The common man and the population in general expect leadership by example in trimming down wastes, chasing up frauds and terminate futile expenses, even if such measures as a reduction of princely salaries, luxury cars, pensions, overseas trips and per diems from public purse, would be primarily of symbolic value. Battered by the pandemic and colossal price escalations that affect all communities equally, people expect more solidarity and empathy and less of partisan politics churned out at Saturday press briefings and too often in the National Assembly.

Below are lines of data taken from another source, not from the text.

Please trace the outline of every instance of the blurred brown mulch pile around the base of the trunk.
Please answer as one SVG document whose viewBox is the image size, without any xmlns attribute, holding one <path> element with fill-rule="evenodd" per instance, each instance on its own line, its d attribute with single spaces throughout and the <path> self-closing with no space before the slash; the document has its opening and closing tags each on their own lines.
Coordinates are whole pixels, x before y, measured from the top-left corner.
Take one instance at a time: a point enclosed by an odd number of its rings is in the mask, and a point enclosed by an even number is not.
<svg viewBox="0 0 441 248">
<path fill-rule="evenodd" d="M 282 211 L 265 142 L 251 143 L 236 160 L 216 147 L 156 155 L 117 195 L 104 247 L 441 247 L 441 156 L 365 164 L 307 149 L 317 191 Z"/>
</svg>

They certainly expect less of or delayed fanciful projects that have no real urgency and greater fiscal responsibility.
The common man and the population expect that our policing institutions weigh with level heads how to handle any pacific manifestations of social distress when arbitrary arrests simply stoke up more resentment and anger. Mauritians are largely pacific by nature but, in difficult times, repression of those venting out their pains and sufferings, in various rural villages and urban areas, can tear apart our social fabric. As we write, the President of the Bar Council, Yatin Varma despite an interim Supreme Court injunction to stay until the matter was heard in Court, was allegedly shoved aside as police, acting on orders, grabbed one of his clients for deportation to Slovakia, leaving the legal community baffled at such disrespect for both the Bar and the Supreme Court.

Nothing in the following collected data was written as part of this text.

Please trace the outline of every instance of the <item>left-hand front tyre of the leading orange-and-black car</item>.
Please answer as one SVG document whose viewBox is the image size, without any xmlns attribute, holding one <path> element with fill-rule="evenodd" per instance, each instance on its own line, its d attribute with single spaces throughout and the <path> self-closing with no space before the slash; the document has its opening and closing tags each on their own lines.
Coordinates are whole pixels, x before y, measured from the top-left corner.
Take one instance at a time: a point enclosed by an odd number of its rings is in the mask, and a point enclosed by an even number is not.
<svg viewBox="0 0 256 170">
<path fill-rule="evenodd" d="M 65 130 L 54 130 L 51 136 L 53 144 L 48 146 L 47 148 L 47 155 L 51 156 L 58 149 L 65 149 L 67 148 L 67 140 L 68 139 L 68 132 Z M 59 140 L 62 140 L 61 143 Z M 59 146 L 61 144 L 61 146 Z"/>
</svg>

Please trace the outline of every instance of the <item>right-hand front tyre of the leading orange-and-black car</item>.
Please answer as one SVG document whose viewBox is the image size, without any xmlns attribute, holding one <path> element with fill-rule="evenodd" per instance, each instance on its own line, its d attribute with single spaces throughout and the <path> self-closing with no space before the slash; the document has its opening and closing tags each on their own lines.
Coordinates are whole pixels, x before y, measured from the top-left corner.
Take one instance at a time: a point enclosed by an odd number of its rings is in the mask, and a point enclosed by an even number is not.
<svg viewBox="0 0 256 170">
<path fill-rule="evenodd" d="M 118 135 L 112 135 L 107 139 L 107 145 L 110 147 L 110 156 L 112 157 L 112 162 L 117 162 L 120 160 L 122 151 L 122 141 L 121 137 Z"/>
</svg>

Repressive tactics and reeling out cold figures and statistics constitute dismal answers to the real distresses, the anxieties derived from lack of alternative avenues to be heard for thousands of families that are going through difficult times to make ends meet. VAT and taxes on fuel and many other products combined with rupee depreciation effects hit harder the modest classes, the micro and the SMEs and the elderlies. To authorize the Dubayjalsa for thirteen ministers and accompanying officials, to postpone regional elections, to dismiss the various proposals for some immediate relief as a “dilapidation of public funds for short-term gains” may all be testimony to the regime’s own confrontational political culture, resulting in the disconnect of higher offices of the land.
There is still time here for the authorities to change paradigm and narrative, review methods and rebuild bridges with the common man. In much more becoming terms, Tuesday’s issue of Le Mauricien reports revealing comments from two top guns of the conglomerate sector, Jean-Pierre Dalais and Arnaud Lagesse at a Business Mauritius-Institute of Directors function. We can only trust that theirvoices will wake up high government quarters and the financial authorities to the socio-economic realities and slow down if not reverse the accumulated mishandlings that may drag the island to the unenviable status we have seen elsewhere in our region.